Artikel 2, eerste lid, van de Wvg bepaalt dat het gemeentebestuur zorg draagt voor de verlening van - onder meer - vervoersvoorzieningen ten behoeve van de deelneming aan het maatschappelijk verkeer van de in de gemeente woonachtige gehandicapten.
Ingevoge artikel 3 van de Wvg dienen deze voorzieningen doeltreffend, doelmatig en cliëntgericht te zijn. In artikel 2, eerste lid, van de Wvg is voorts bepaald dat het gemeentebestuur met inachtneming van hetgeen bij en krachtens de Wvg bepaald is bij verordening regels dient vast te stellen.
Naar de Raad reeds vele malen heeft overwogen heeft de wetgever met bovenstaand samenstel van bepalingen aan de gemeentebesturen bewust ruimte gelaten om naar eigen (beleids)inzicht aan hun zorgplicht gestalte te geven. De rechter dient deze ruimte, gezien zijn staatsrechtelijke positie, in beginsel te respecteren, onverminderd de gehoudenheid van de gemeentebesturen om zowel bij de vaststelling als bij de toepassing van hun verordeningen de in voormelde bepalingen van de Wvg globaal aangegeven ondergrens in acht te nemen.

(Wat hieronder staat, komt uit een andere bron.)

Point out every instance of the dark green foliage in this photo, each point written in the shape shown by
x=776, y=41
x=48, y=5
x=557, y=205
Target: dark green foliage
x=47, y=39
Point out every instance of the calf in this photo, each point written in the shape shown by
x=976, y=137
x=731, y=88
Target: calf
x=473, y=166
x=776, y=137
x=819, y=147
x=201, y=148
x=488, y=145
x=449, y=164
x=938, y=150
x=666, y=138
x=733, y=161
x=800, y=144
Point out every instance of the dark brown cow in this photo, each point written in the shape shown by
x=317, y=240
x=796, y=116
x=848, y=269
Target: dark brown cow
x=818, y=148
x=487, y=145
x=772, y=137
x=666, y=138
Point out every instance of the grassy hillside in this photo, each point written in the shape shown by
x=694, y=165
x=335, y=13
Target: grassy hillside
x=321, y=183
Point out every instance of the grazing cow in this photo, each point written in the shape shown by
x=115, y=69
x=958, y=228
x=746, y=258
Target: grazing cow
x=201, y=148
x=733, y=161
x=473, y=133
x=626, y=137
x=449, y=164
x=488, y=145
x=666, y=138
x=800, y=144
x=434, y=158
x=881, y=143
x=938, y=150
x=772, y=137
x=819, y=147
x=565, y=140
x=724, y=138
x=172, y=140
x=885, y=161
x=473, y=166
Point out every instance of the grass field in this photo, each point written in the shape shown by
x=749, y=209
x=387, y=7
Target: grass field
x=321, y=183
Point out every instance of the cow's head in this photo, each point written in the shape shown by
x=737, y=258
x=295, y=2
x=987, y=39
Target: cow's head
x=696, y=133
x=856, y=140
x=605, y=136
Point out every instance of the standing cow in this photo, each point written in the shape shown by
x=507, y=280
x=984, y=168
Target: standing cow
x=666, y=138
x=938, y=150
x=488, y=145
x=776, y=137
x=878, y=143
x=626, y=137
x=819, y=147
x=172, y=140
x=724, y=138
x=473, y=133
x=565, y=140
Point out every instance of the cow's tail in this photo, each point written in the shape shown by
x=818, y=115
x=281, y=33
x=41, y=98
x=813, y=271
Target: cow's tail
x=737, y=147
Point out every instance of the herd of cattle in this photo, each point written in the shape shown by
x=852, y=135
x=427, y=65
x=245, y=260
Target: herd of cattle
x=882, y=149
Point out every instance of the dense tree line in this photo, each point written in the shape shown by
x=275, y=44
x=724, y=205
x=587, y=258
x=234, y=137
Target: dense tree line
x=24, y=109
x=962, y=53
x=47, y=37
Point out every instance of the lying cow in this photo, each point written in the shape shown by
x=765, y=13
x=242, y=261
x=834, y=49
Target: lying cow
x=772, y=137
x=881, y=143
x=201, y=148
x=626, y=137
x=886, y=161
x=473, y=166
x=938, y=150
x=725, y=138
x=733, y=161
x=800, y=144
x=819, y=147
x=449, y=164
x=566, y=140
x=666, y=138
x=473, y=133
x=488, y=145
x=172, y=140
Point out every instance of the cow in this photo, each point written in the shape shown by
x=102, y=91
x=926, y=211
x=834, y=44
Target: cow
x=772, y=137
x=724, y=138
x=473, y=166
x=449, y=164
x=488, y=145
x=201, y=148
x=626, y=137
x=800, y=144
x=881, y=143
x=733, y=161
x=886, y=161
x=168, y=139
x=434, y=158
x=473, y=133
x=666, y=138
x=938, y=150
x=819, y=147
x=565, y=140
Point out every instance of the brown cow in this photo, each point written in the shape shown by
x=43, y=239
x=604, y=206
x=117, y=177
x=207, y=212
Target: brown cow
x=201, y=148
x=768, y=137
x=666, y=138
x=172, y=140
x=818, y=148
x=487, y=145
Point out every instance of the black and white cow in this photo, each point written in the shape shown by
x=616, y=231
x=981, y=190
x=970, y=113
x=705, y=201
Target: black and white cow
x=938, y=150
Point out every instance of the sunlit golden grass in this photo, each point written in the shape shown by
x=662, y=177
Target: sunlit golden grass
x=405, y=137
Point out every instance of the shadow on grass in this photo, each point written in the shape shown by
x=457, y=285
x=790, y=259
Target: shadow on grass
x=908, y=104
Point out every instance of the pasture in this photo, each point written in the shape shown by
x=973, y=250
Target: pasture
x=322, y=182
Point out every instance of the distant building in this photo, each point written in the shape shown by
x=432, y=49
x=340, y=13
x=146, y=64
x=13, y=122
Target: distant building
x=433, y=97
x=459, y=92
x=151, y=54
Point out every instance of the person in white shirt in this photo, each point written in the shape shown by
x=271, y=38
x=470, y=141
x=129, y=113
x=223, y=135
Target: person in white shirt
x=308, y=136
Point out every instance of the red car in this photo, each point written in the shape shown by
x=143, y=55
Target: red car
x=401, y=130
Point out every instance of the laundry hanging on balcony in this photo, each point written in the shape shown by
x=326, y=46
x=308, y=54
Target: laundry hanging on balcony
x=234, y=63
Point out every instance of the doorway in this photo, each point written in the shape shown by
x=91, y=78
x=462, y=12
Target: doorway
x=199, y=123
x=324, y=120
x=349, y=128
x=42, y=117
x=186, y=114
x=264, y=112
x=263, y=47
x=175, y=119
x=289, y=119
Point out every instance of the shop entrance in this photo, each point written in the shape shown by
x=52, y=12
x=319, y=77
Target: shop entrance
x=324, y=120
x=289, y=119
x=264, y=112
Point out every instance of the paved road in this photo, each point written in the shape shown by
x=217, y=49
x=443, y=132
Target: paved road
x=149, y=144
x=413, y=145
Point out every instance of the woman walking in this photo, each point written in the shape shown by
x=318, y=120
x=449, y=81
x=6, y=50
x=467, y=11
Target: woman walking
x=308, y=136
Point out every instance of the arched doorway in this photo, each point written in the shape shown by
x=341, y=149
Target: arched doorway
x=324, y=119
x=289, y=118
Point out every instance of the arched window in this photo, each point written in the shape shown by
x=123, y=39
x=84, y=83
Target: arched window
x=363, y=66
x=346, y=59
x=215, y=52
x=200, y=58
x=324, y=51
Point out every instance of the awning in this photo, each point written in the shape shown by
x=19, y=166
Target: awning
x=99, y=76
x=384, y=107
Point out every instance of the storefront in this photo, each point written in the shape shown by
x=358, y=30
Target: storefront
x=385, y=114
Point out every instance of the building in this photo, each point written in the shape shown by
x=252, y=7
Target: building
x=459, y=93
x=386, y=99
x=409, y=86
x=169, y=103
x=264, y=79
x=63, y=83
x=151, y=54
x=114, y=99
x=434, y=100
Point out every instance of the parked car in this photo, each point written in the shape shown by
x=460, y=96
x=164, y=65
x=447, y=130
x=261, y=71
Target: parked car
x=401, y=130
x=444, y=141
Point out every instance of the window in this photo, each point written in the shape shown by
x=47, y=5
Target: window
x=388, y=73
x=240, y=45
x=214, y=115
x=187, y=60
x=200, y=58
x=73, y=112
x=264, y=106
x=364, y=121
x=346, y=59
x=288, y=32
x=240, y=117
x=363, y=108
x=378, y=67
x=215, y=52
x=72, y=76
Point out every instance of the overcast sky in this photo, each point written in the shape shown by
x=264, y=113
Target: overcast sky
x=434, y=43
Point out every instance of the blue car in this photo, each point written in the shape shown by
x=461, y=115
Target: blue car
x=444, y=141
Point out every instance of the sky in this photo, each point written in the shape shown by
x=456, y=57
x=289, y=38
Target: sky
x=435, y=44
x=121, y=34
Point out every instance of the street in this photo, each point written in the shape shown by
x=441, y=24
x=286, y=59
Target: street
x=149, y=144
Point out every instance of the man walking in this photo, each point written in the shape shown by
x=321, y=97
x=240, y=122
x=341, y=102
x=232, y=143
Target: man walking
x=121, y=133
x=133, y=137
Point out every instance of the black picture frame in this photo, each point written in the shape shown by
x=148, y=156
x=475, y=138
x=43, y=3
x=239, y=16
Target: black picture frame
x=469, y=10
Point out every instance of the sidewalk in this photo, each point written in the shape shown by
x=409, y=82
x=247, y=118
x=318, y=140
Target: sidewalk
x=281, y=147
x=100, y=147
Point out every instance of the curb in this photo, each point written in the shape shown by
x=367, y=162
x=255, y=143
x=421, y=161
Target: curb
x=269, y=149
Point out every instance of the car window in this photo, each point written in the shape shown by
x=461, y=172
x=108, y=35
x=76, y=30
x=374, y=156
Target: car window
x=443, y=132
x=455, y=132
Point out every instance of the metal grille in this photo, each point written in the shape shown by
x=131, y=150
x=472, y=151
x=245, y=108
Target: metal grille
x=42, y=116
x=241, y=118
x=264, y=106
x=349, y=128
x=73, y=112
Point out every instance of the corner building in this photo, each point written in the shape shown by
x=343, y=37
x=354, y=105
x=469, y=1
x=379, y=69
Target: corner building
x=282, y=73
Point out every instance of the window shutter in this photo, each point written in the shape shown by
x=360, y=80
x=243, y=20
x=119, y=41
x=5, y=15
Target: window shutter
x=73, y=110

Dit laatste brengt mee dat aan de ter plaatse wonende gehandicapten, die daarop aangewezen zijn, een zodanige vervoersvoorziening dient te worden aangeboden dat zij in hun naaste woon- en leefomgeving in aanvaardbare mate in staat worden gesteld om sociale contacten te onderhouden en deel te nemen aan het leven van alledag. Daarin ligt tevens besloten dat de aanwezigheid van belangrijke bovenregionale contacten en/of activiteiten op zichzelf genomen niet beslissend kan zijn voor de omvang van de zorgplicht van de gemeentebesturen, zij het dat dit anders kan komen te liggen indien door of vanwege de belanghebbende duidelijk wordt aangetoond, of anderszins komt vast te staan, dat zonder die contacten of activiteiten sociaal isolement of vervreemding optreedt (97/2184 WVG).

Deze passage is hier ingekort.